Nous avons rencontré plusieurs cas de création de plateformes de gestion (création, commercialisation) de NFT qui posent des questions particulières sur la relation avec l’auteur de l’œuvre, l’artiste (par exemple lorsqu’il s’agit d’une représentation de lui-même qui est l’objet de la transaction) et donc un schéma contractuel spécifique.

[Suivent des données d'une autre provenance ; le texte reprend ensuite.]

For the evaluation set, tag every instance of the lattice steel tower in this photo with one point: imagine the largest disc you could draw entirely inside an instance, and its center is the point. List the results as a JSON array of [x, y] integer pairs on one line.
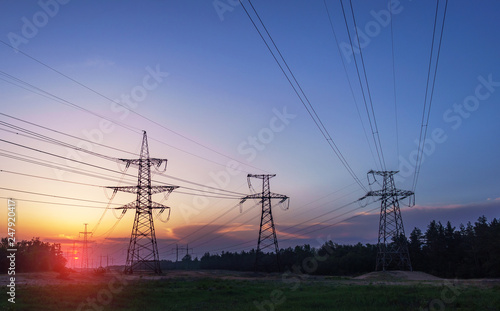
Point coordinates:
[[392, 245], [267, 231], [142, 251], [84, 265]]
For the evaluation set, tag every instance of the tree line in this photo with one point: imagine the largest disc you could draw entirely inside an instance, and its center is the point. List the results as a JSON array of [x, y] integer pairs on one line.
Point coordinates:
[[469, 251], [32, 256]]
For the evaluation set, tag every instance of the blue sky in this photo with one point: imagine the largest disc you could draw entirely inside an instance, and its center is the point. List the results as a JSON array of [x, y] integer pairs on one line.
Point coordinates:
[[217, 84]]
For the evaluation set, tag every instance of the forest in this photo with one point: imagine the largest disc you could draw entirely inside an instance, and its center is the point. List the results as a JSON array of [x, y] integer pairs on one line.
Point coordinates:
[[469, 251], [32, 256]]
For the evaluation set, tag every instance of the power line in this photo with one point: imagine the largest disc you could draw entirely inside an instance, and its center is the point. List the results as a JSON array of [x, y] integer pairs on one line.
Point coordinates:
[[66, 134], [115, 159], [126, 107], [378, 146], [54, 203], [348, 79], [303, 99], [424, 127], [53, 196], [394, 81]]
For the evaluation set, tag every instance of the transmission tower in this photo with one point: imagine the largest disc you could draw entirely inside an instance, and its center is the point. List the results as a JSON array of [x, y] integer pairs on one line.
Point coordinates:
[[392, 245], [267, 231], [85, 249], [142, 251]]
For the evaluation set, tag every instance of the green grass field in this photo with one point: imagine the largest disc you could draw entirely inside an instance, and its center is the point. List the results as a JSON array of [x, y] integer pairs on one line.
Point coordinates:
[[217, 294]]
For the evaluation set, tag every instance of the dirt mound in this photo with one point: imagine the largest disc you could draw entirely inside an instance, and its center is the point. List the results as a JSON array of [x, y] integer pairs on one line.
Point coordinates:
[[398, 275]]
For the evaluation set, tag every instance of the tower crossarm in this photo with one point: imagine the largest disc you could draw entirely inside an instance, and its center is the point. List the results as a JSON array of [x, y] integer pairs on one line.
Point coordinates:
[[153, 161], [259, 196], [400, 194], [133, 205], [154, 189]]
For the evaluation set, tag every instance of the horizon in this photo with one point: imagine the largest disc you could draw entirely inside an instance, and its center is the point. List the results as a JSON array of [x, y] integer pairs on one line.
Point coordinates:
[[199, 80]]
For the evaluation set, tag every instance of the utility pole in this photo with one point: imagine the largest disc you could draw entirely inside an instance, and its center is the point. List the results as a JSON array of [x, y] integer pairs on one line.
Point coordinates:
[[267, 231], [85, 250], [392, 245], [177, 248], [143, 250], [73, 255]]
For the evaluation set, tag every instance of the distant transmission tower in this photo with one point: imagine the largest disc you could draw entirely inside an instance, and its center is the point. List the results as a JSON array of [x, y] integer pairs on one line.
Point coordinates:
[[85, 250], [142, 251], [267, 232], [392, 245]]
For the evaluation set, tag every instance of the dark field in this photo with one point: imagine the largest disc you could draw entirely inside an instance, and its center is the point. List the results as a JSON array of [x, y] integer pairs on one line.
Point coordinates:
[[218, 290]]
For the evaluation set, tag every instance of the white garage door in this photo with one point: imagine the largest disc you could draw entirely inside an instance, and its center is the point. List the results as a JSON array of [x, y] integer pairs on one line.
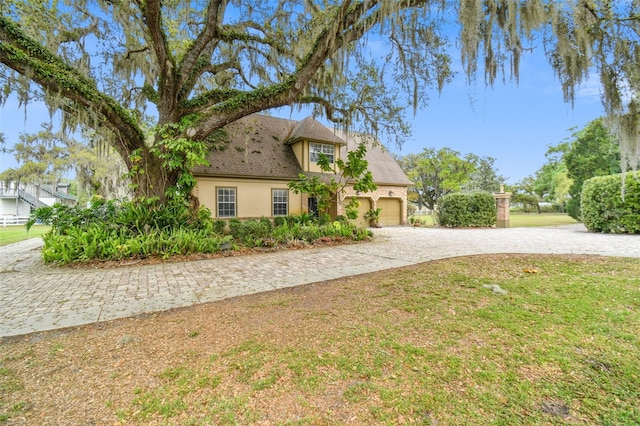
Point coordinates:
[[391, 213], [365, 206]]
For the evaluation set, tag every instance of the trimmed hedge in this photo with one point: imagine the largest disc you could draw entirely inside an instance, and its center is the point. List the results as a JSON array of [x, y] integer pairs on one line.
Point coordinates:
[[604, 209], [476, 209]]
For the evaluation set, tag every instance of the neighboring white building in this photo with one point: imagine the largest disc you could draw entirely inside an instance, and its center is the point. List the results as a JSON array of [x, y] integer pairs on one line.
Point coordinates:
[[20, 199]]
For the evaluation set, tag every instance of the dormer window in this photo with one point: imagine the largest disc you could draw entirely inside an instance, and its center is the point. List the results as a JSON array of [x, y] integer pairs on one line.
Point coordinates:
[[315, 149]]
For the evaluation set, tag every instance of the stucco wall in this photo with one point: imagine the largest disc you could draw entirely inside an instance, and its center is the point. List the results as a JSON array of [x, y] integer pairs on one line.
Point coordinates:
[[383, 191], [253, 197]]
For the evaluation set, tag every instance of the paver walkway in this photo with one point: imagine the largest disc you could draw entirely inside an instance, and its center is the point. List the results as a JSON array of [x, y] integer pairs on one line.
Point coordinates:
[[35, 297]]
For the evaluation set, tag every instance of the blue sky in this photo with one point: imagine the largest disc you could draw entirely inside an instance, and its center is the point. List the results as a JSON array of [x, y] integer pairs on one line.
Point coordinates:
[[514, 123]]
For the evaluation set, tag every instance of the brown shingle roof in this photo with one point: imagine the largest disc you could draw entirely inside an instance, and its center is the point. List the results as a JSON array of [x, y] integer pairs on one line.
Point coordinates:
[[312, 130], [258, 147], [384, 168], [255, 148]]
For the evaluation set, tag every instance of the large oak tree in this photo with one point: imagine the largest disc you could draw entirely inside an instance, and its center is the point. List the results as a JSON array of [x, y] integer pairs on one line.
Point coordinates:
[[164, 77]]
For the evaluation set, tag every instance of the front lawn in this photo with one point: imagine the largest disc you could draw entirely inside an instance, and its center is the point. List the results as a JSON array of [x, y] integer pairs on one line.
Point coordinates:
[[16, 233], [502, 339]]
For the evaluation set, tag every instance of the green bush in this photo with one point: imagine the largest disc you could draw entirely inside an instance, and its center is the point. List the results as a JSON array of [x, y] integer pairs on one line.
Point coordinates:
[[144, 228], [466, 210], [603, 207]]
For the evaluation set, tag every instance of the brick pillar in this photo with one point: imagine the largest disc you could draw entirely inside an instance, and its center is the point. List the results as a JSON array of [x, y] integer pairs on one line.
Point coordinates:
[[502, 203]]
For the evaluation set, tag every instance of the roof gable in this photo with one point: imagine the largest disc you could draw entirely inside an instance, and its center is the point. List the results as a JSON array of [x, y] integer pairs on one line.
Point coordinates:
[[312, 130], [257, 147]]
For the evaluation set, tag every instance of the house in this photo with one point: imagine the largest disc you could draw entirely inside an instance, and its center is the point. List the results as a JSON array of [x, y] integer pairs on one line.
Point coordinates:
[[248, 177], [20, 199]]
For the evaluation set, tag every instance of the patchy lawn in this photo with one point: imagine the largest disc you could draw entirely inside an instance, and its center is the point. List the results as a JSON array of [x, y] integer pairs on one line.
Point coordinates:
[[437, 343], [520, 220], [15, 233]]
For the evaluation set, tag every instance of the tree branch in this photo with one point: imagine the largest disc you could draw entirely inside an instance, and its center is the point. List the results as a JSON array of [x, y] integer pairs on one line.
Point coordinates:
[[27, 57]]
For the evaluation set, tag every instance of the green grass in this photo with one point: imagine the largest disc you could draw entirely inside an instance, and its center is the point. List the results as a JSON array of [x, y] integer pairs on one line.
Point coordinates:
[[426, 344], [520, 220], [16, 233]]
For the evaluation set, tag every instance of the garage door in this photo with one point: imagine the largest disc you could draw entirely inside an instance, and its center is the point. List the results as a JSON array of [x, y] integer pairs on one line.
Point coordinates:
[[365, 206], [391, 213]]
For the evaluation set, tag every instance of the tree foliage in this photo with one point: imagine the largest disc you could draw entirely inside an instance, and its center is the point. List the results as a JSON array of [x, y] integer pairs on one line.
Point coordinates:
[[112, 65], [353, 172], [436, 173], [591, 151]]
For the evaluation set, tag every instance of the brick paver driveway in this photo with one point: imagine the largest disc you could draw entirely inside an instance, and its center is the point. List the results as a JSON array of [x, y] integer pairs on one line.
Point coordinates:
[[35, 297]]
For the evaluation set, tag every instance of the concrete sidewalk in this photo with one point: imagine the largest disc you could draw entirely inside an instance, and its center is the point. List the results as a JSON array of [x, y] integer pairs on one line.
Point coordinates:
[[35, 297]]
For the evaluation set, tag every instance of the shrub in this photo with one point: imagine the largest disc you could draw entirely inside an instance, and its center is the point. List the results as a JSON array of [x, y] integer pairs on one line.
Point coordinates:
[[466, 210], [603, 207]]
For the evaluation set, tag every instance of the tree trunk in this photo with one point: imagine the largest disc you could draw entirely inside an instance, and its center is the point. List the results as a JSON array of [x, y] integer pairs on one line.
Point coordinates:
[[149, 177]]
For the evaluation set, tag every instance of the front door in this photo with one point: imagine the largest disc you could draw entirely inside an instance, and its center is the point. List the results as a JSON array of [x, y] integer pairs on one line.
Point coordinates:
[[313, 206]]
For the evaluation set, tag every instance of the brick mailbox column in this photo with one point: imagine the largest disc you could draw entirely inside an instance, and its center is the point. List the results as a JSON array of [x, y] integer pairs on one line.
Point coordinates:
[[502, 203]]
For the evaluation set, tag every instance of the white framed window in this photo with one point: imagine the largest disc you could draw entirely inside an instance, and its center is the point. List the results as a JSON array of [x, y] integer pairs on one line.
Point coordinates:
[[315, 149], [226, 201], [280, 202]]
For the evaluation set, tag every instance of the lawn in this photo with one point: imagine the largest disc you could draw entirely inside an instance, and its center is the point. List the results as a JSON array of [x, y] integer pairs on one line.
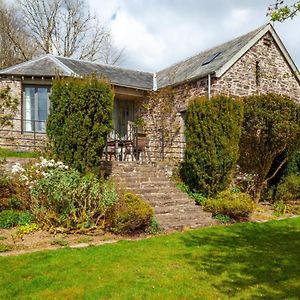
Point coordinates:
[[20, 154], [242, 261]]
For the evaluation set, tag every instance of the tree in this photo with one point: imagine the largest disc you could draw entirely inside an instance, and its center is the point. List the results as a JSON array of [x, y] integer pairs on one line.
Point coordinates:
[[80, 120], [61, 27], [66, 27], [8, 107], [15, 45], [270, 135], [281, 12], [213, 130]]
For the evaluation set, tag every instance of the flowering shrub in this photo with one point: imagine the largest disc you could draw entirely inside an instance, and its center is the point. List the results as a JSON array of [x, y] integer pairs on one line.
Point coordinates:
[[243, 182], [236, 205], [130, 214], [59, 196]]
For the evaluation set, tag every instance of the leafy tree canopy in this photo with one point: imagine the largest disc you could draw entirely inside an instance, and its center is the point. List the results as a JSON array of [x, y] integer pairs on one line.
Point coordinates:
[[280, 11]]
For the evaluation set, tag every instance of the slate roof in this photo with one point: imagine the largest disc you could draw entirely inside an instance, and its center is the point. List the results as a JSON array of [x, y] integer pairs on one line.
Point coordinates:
[[50, 65], [192, 67], [224, 56], [117, 75]]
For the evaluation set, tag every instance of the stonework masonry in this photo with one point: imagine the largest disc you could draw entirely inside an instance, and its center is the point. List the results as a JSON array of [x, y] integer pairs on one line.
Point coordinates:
[[263, 69], [14, 138]]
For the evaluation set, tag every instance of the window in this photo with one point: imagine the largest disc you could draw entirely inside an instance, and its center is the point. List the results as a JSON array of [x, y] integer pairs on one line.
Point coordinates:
[[36, 107]]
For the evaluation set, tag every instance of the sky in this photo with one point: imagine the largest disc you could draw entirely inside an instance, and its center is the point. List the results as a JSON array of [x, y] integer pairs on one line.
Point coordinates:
[[158, 33]]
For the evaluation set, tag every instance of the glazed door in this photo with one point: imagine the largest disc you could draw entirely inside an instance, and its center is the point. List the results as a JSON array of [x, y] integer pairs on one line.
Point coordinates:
[[123, 116]]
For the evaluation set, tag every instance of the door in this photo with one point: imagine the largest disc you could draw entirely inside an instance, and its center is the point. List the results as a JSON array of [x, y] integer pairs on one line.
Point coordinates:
[[123, 116]]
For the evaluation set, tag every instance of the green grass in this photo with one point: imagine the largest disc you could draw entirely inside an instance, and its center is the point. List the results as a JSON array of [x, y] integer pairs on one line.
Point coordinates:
[[4, 153], [243, 261]]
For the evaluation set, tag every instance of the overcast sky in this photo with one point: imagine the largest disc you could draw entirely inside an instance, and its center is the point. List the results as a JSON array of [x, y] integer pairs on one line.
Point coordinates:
[[158, 33]]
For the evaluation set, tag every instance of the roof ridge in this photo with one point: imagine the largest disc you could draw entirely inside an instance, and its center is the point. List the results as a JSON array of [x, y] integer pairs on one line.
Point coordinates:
[[259, 29], [101, 64], [27, 62]]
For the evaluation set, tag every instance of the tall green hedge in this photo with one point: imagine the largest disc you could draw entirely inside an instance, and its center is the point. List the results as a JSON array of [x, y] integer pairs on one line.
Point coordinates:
[[80, 120], [270, 136], [213, 129]]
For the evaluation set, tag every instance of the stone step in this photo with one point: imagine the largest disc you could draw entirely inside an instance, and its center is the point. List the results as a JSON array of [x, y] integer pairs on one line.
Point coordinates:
[[181, 208], [173, 208]]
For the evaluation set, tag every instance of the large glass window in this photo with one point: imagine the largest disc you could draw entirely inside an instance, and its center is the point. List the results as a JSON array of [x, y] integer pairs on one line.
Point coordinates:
[[36, 108]]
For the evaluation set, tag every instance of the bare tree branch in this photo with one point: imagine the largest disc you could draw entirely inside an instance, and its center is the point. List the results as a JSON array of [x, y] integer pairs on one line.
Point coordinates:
[[67, 28]]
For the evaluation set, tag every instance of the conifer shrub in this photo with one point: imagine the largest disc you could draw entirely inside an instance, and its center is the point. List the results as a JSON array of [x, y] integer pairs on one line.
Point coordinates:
[[80, 120], [236, 205], [213, 130], [270, 136], [130, 214]]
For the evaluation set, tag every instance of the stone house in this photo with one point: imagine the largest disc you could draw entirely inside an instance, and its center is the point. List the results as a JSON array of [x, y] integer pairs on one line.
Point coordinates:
[[256, 62]]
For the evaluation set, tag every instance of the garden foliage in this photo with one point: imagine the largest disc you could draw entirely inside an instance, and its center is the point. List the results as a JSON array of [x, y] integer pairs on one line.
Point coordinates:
[[80, 120], [130, 214], [213, 129], [61, 197], [270, 135], [236, 205], [289, 189]]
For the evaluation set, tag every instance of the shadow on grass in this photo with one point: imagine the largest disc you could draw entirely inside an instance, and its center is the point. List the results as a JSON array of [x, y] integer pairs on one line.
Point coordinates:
[[261, 260]]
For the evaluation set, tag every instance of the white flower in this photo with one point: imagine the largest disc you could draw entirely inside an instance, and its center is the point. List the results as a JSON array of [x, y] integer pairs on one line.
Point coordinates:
[[16, 168]]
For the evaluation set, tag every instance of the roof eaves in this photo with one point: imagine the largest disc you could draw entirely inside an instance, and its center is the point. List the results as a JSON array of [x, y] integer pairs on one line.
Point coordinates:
[[69, 71], [197, 77], [237, 56], [285, 53], [9, 69]]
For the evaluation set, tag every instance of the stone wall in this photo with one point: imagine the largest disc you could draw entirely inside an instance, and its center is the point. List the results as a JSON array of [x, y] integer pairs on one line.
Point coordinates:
[[14, 138], [163, 115], [263, 69]]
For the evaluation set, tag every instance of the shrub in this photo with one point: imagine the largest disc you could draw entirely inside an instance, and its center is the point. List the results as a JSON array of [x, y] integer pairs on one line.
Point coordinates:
[[270, 135], [198, 197], [5, 248], [65, 198], [28, 228], [12, 218], [80, 120], [213, 129], [235, 205], [222, 218], [288, 189], [154, 227], [130, 214], [5, 191]]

La question de la maitrise des droits se pose notamment en matière de BD (Marvel et DC Comics interdisent (toujours) la vente de NFT relatifs à leurs univers (journaldugeek.com) , Les NFT et le droit : état des lieux juridique. Par Véronique Piguet, Avocate. (village-justice.com) et de cinéma (la société de production Miramax poursuit Tarantino en justice – La Crypto Monnaie).
Ainsi, le cas de Miramax et Quentin Tarantino (Pulp Fiction) ; l’an passé, Tarantino annonçait prochaine tokenisation de sept scènes non coupées du scénario sous forme de tokens non fongibles. Pour leur création, il annonçait s’appuyer sur la blockchain Secret Network. Et Miramax a réagi en indiquant que le studio était propriétaire des droits et qu’il allait interdire cette vente.
D’une manière générale, il est indispensable dorénavant, d’intégrer les NFT et le métavers parmi les supports couverts par les achats de droits (logo, dessin, film, concept architectural, etc.).
En résumé, il est souhaitable que les entreprises fassent l’analyse du complément de protection (classes, activités) de marques qu’elles doivent engager, s’assurer qu’elles détiennent bien les droits (logos, musique, etc.) si elles envisagent une exploitation sous forme de NFT ou sur le métavers et surveillent les exploitations qui pourraient porter atteinte à leurs droits et constituer un parasitisme économique.